En cinquième lieu, il ne ressort pas du résumé de l’entretien d’évaluation de vulnérabilité qui s’est tenu le 21 novembre 2025 et au cours duquel Mme D... B... s’est bornée à indiquer qu’elle était à la rue ou hébergée de manière précaire, n’a pas fait état de besoin particulier ou de problèmes de santé et n’a pas demandé à être munie du document permettant de recueillir l’avis du médecin coordinateur de zone de l’OFII, une situation de particulière vulnérabilité dont l’OFII n’aurait pas tenu compte. Par suite, la requérante n’est pas fondée à soutenir que l’OFII lui aurait infligé une sanction qui porterait atteinte à sa dignité et serait contraire au droit européen.

13.
Il résulte de ce qui précède que Mme D... B... n’est pas fondée à demander l’annulation de la décision du 24 décembre 2025 attaquée.

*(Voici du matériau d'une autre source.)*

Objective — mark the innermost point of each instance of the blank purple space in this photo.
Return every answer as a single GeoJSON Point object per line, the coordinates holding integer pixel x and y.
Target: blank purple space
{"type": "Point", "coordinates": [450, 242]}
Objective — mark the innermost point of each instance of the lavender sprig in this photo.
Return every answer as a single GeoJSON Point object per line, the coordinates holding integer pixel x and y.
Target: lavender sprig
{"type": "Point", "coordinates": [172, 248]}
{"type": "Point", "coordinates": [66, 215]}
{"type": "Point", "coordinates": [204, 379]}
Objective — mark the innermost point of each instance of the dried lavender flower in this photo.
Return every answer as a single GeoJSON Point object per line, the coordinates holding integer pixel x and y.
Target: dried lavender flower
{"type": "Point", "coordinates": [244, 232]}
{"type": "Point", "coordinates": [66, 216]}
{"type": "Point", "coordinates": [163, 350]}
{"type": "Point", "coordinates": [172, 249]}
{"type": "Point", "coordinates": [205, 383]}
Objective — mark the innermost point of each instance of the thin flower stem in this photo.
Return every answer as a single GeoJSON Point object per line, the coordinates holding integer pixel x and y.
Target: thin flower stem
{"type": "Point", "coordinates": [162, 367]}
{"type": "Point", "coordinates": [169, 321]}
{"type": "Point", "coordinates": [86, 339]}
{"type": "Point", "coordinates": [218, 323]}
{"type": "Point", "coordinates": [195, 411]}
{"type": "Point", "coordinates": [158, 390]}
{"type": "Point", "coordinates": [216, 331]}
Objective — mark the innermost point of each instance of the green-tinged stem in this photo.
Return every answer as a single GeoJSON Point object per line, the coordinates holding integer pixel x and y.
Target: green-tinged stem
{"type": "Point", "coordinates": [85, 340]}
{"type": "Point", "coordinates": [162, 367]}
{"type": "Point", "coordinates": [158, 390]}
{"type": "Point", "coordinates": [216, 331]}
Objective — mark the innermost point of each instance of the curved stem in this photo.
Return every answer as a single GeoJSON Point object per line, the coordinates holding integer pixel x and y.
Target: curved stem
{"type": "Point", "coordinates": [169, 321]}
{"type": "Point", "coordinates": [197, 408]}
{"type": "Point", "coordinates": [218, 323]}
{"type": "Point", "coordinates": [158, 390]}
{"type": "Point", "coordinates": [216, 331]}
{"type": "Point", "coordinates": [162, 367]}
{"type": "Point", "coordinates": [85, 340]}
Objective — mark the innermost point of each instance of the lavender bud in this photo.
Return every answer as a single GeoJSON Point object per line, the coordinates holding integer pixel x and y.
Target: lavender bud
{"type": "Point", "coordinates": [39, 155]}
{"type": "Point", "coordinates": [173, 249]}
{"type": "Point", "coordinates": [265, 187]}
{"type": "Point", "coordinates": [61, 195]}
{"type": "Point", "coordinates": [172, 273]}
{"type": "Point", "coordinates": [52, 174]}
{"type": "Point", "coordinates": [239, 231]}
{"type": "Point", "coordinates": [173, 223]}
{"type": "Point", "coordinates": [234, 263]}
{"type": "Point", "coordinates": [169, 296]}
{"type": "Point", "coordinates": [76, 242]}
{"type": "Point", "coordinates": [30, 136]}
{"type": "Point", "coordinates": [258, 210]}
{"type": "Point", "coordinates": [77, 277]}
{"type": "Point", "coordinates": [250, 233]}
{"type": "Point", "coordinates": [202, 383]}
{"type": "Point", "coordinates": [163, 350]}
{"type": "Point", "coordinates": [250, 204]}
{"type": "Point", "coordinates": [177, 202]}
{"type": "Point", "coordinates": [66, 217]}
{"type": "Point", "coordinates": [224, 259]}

Ses conclusions aux fins d’annulation et d’injonction doivent, par suite, être rejetées ainsi que, par voie de conséquence, ses conclusions relatives aux frais d’instance.




D É C I D E :


Article 1er : Mme D... B... est admise, à titre provisoire, au bénéfice de l’aide juridictionnelle.

Article 2 : Le surplus des conclusions de la requête est rejeté.

Article 3 : Le présent jugement sera notifié à Mme C... D... B..., à l'Office français de l'immigration et de l'intégration et à Me Pafundi.

Rendu public par mise à disposition au greffe le 11 février 2026.


La magistrate désignée,
Signé
D. PERFETTINI

La greffière,
Signé
O. PERAZZONE




La République mande et ordonne au ministre de l’intérieur en ce qui le concerne ou à tous commissaires de justice à ce requis en ce qui concerne les voies de droit commun contre les parties privées, de pourvoir à l'exécution de la présente décision.